Escritores y poetas han dignificado el estrado de la fantasía sin dejar de pertenecer al exigente mundo de los hechos concretos. A veces los acontecimientos preanuncian otros que estaban lejos de suponerse.

Un mundo controvertido pero leal. En la actualidad se vive una yuxtaposición de acontecimientos que hacen difícil la síntesis de una verdad única. El hombre se acostumbró a ello y desestima de inmediato lo que a él no le interesa.

No carga ni asume con nada que no arroje de inmediato resultados para sus proyectos o inquietudes. El hombre de hoy no sueña y, por lo tanto, no erra en sus conductas casi siempre acotadas. "Si cada día hallara una nueva verdad en mí espíritu, y al hallarla tuviera que destruir cada día mi vida por completo, sin dudar la destruiría, para vivir cada día una nueva vida con una nueva verdad”, dijo el dramaturgo español Jacinto Benavente (1866-1954)

Se demuestra de esta manera que todos los interrogantes que agitan al hombre moderno fueron experimentados a lo largo del tiempo lo cual revela que hay incógnitas que acompañan por siempre en la vida. Hoy se vive rápido y se opina y actúa de la misma manera lo cual no garantiza que en el interior del ser humano no queden sepultados los grandes interrogantes, aquellos cuyas respuestas no son fáciles. La vida no es fácil para nadie que quiera ir más allá de las razones cotidianas, pero el hombre está dotado de una comprensión que le permite clarificar todas las situaciones de su particular interés.
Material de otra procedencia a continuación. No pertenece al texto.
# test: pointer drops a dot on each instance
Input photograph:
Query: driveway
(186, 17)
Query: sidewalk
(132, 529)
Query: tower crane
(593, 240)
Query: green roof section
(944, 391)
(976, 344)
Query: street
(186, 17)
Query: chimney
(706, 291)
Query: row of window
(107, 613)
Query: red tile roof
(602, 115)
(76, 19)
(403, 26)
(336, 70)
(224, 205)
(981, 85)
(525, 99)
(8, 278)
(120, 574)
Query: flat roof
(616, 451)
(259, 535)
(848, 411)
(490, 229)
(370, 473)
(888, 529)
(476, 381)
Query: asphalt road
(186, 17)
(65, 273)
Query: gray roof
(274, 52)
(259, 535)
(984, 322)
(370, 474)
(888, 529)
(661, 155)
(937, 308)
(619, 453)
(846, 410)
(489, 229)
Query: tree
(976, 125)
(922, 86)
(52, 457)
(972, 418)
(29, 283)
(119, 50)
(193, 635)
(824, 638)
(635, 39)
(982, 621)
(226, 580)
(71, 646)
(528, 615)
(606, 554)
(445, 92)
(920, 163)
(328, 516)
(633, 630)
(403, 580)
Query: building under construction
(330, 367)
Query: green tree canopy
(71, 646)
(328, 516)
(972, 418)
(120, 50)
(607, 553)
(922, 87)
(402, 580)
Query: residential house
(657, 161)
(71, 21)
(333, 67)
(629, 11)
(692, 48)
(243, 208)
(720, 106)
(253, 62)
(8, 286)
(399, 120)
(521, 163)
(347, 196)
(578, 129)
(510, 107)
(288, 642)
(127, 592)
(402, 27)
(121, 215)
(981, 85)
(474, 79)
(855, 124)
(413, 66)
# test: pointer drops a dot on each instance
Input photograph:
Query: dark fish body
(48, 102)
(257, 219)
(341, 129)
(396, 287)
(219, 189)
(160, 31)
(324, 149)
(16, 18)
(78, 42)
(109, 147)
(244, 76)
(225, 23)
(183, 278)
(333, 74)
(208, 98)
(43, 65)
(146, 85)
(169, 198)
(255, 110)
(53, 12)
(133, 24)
Lo inevitable. Sensibilizó al extremo ver las madres y hermanas de los chicos malogrados. Esa sorpresa que entierra sueños que no se pudieron alcanzar y palabras que no se alcanzaron a pronunciar y que tal vez el otro las esperaba.

En todo caso lo que siempre queda en la superficie es la fragilidad del ser humano quien algunas veces es rey y amo de su vida y en otras oportunidades la vida aprieta para poner las cosas en su lugar.

Todo lo que sucede, como el accidente mencionado, le dice al hombre que no es el rey y amo de su vida pero también le sugiere que tiene un poder especial para soportar lo que encuentra por delante.